What is the Incidence  and Prevalence Among Military Personnel and Veterans?
  • Approximately 31% of Vietnam Veterans experience PTSD.
  • Among Gulf War Veterans the prevalence was 12.1%.
  • Approximately 13.8-20% of Iraq and Afghanistan Veterans experience PTSD.
(Sources: VA, USC School of Social Work,, News Journal)

What are the Symptoms of PTSD?

PTSD symptoms can be terrifying. It can disrupt your life and make it difficult to continue normal daily activities and routines. Symptoms can start immediately after an event or manifest itself weeks, months or years later. Moreover, symptoms may also appear and reappear. It is generally accepted a person has PTSD if the symptoms last longer than four weeks, cause great distress and interfere with work and/or home life.

Major Symptoms Include:
  • Guilt
  • Insomnia
  • Anger
  • Flashbacks
  • Difficulty Sleeping
  • Nightmares
  • Hallucinations
  • Hopelessness
  • Reliving the Stressful Event
  • Hyperarousal
  • Problem Focusing
  • Poor Memory
  • Shame
  • Despair
  • Startle Response
(Sources: VA, USC School of Social Work)

What are the Current Treatments of PTSD?

Current treatments for PTSD Supported By Clinical Research and Data Include:
  • Cognitive Behavioral Therapy (considered very successful)
  • Medications can also be very effective (there is no specific medication for PTSD. Generally, psychotropic drugs have been successful in reducing symptoms)
  • Counseling and Psychotherapy
  • Eye Movement Desensitization and Reprocessing (EMDR).
  • Group Therapy
  • Family Therapy

Where To Get Help?

The following resources are available for those seeking help:

  • All VA centers provide PTSD care
  • Vet Center near where you live (call 877.927.8387 for locations of vet centers near where you live).
  • Military One Source (call 1.800.342.9647 for confidential assistance)
  • National Suicide Prevention Lifeline (call 1.800.273.8255)
  • The PTSD Diary
  • PTSD Coach App Available on ITune and the Android Market at
  • Community Mental Health Centers
  • Social Service Agencies
  • Private Clinics and Facilities
  • Employee Assistance Programs

How Can You Help Someone with PTSD?

PTSD affects families and friends as well as the individual experiencing the stress disorder. So how can you help? You can do the following:

  • Offer emotional support, understanding, patience and encouragement.
  • Learn about PTSD yourself so you can understand what the person is experiencing.
  • Talk to the person and listen carefully.
  • Invite your friend to take part in positive experiences that will help distract them from their stressful feelings.
  • Remind the person that with help and treatment---he/she will get better.
(Source: National Institute of Mental Health)

End Note:

Military personnel and veterans are not the only groups that experience PTSD. Police officers, firefighters, First Responders and medical personnel can also suffer from post traumatic stress.
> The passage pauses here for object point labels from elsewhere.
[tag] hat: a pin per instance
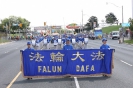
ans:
(104, 39)
(68, 39)
(28, 43)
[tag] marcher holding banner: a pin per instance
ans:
(29, 49)
(55, 43)
(68, 46)
(105, 46)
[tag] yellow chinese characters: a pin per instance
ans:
(78, 55)
(38, 57)
(49, 69)
(97, 56)
(85, 68)
(56, 57)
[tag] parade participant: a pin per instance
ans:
(104, 46)
(29, 46)
(45, 42)
(55, 43)
(29, 49)
(85, 41)
(68, 46)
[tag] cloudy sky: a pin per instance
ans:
(63, 12)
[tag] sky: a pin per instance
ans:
(63, 12)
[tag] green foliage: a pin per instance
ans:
(7, 23)
(91, 20)
(129, 41)
(110, 29)
(111, 18)
(131, 24)
(87, 27)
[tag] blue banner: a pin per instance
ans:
(98, 33)
(63, 62)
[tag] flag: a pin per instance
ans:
(40, 63)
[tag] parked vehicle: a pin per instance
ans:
(115, 34)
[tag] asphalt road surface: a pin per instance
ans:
(122, 76)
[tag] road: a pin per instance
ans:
(122, 73)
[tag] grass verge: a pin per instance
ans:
(129, 41)
(110, 28)
(4, 41)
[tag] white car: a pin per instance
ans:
(115, 34)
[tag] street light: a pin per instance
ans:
(121, 14)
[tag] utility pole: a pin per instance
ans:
(82, 20)
(123, 29)
(132, 9)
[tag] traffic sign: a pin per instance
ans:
(125, 24)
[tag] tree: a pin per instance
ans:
(111, 18)
(87, 27)
(131, 24)
(14, 23)
(76, 30)
(93, 20)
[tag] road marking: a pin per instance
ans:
(13, 80)
(76, 82)
(126, 63)
(92, 48)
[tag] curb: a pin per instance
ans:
(6, 43)
(128, 44)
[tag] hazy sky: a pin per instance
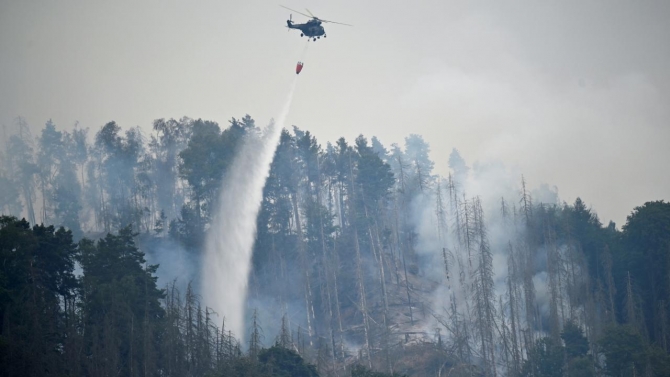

Fortunately, we've been making greater strides in the detection and treatment of PTSD. Research is on-going. We're making improvements in recognizing pre-trauma, trauma and post-trauma risk factors. Screening and treatments are improving.  Mental health professionals and doctors are becoming more educated in both screening and treatment. Just as important, we're all becoming more knowledgeable of this specific stress disorder.